While I certainly did enjoy this read, it did have its flaws. For quite significant portions of the novel some of the dialogue and description was quite pretentious, especially regarding Augustus’ character. His lines were almost crossing the brink of ridiculousness – however, I understand that pretentiousness was actually acknowledged as one of his personality faults, so to some extent this was expected. And while Hazel was respectfully mature for her age given her situation and her experiences with being forced to confront the hardships of life earlier than regular teenagers, some of her thoughts and lines weren’t always realistic in what a teenager would say. In many of these instances Green’s own personal voice leaked through, his voice of which I’m quite familiar with due to a regular subscription to his mini YouTube empire (shh…!).

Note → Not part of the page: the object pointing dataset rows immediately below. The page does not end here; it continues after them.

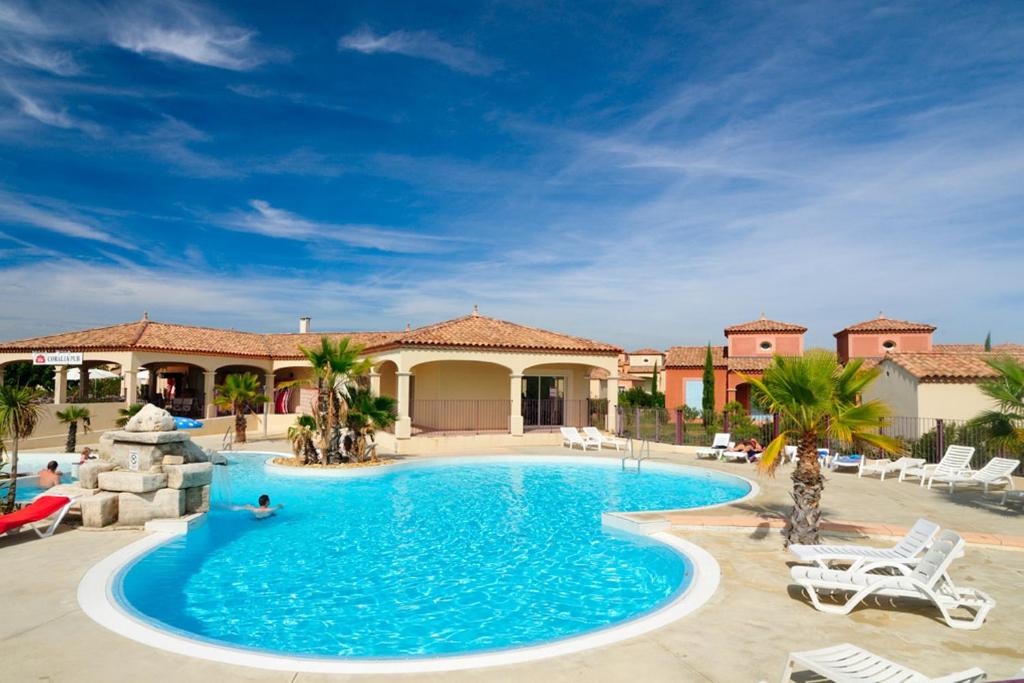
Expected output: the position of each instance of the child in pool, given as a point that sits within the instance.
(264, 510)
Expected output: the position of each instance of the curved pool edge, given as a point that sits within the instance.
(95, 596)
(326, 473)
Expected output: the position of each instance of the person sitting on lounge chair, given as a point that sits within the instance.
(751, 446)
(49, 476)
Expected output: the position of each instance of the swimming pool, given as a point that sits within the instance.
(437, 558)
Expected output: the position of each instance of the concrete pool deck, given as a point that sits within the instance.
(743, 633)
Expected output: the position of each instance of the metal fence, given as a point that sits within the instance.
(921, 437)
(451, 415)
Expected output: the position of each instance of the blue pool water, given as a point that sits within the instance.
(434, 558)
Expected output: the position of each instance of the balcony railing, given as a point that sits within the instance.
(462, 416)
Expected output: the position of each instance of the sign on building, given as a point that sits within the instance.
(56, 358)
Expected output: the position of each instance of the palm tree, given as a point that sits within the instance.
(303, 437)
(72, 417)
(367, 413)
(238, 393)
(126, 414)
(1005, 425)
(19, 413)
(816, 396)
(334, 364)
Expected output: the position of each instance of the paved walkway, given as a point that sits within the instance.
(742, 634)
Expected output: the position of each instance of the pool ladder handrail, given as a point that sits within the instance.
(639, 458)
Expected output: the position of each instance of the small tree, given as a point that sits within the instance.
(367, 413)
(72, 417)
(126, 414)
(1005, 425)
(19, 414)
(708, 400)
(303, 437)
(815, 395)
(239, 393)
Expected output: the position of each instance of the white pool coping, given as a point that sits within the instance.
(96, 597)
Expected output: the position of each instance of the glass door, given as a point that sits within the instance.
(543, 400)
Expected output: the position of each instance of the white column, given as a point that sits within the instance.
(130, 383)
(403, 427)
(59, 384)
(515, 414)
(268, 392)
(209, 380)
(612, 390)
(83, 382)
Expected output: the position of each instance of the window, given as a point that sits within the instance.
(694, 393)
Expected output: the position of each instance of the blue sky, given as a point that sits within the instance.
(642, 173)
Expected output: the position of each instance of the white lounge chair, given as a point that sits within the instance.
(884, 466)
(997, 471)
(849, 664)
(721, 442)
(865, 558)
(956, 459)
(595, 435)
(927, 581)
(1013, 498)
(571, 437)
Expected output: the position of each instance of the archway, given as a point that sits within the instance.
(177, 387)
(294, 389)
(464, 396)
(562, 394)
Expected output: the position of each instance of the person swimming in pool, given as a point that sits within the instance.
(264, 510)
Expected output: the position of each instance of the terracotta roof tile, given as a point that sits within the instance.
(472, 331)
(963, 367)
(764, 325)
(977, 348)
(750, 364)
(482, 332)
(693, 356)
(883, 324)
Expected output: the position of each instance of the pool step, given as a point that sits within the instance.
(637, 457)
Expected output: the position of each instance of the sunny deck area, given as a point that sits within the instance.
(743, 633)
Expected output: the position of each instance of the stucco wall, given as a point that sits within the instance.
(870, 345)
(952, 401)
(460, 380)
(781, 343)
(675, 385)
(898, 389)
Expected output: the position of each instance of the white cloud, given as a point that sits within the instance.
(15, 210)
(267, 220)
(213, 46)
(56, 61)
(423, 45)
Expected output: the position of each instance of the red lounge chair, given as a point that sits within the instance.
(38, 510)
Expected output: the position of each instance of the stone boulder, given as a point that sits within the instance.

The story is swamped with tears and heartbreak issued from loss and death, but never fails to baffle readers with beautiful writing and deep meanings. The emotional intimacy of the novel takes your breath away and leaves you questioning everything about being alive – the purpose, the point and the proceeding. John Green has yet again stunned the literacy community with this tragically reflective story and it is truly a worthy achievement by itself.

Rating: 3.5/5

Stolen – Lucy Christopher

Stolen

“and it’s hard to hate someone once you understand them.” – gemma toombs

Lucy Christopher’s young-adult contemporary novel, Stolen, was thought-provoking and intense, dealing with the difficult and equally controversial topic of kidnapping. Set from the perspective of Gemma, a sixteen-year-old girl that gets taken from an airport by an attractive yet not-quite-there-in-the-head young man, the story is the telling of a heartfelt letter from the girl to her captor. Written in the uncommon second-person tense, the novel intensifies as Gemma’s own feelings do as well – with contrasting emotions of love and hate, confinement and freedom and hope and hopelessness.  
The story starts straight off the bat and the pacing in the novel was fairly consistent. Throughout the middle portion of the novel it occasionally felt a little dry and repetitive, but it wasn’t difficult to push through and still kept you very interested. Unravelling the mind of Ty, Gemma’s captor, was certainly a strong-suit and the way that Christopher has realistically built his backstory and his perspective is highly admirable. I often found myself understanding Ty in some areas, almost agreeing in others. And that was part of the fantastic thing about this story – it was so realistically honest that you couldn’t point out who was wrong, only who was more wrong. Was he the martyr or was he the villain? And that’s the point – nobody is either, because everybody is both.
Ty’s perspective on humankind, civilisation, freedom and wilderness was truly intriguing and relatable. You find yourself wanting this creep locked up yet aching for the tortured, lost boy. And the way that Christopher handled that – the way that Gemma handled that – was very well done. She reacted the way any sane teenage girl would and utterly freaked out. 
Sometimes I found myself getting tired and a little frustrated with the repetition of the Australian landscape and the wilderness, yet I suppose this could be considered as both a blessing and a curse. As an Australian myself (born and bred), sometimes I felt like shouting YES! I GET IT! IT WAS HOT AND IT WAS BARREN! MOVE ALONG PEOPLE! But other times, my breath was stolen by how accurate and vivid the descriptions was. And it did make for a fantastic setting, and I can imagine that many other people who have not yet had the privilege to visit Australia would now have a fairly realistic view on it (if you left out the beaches, forest, cities, oceans, reefs, mountains, snow, etc). I also found metaphorical meaning in the smallest details – the presence of the camel and how I viewed that to signify Gemma as she was with Ty, and how when he had to let the camel go it showed how Gemma had to leave behind part of who she had grown to become while with him. The second-person tense was effective and gave a closer sense of understanding between the reader and the characters and also helped establish the relationship between them both. 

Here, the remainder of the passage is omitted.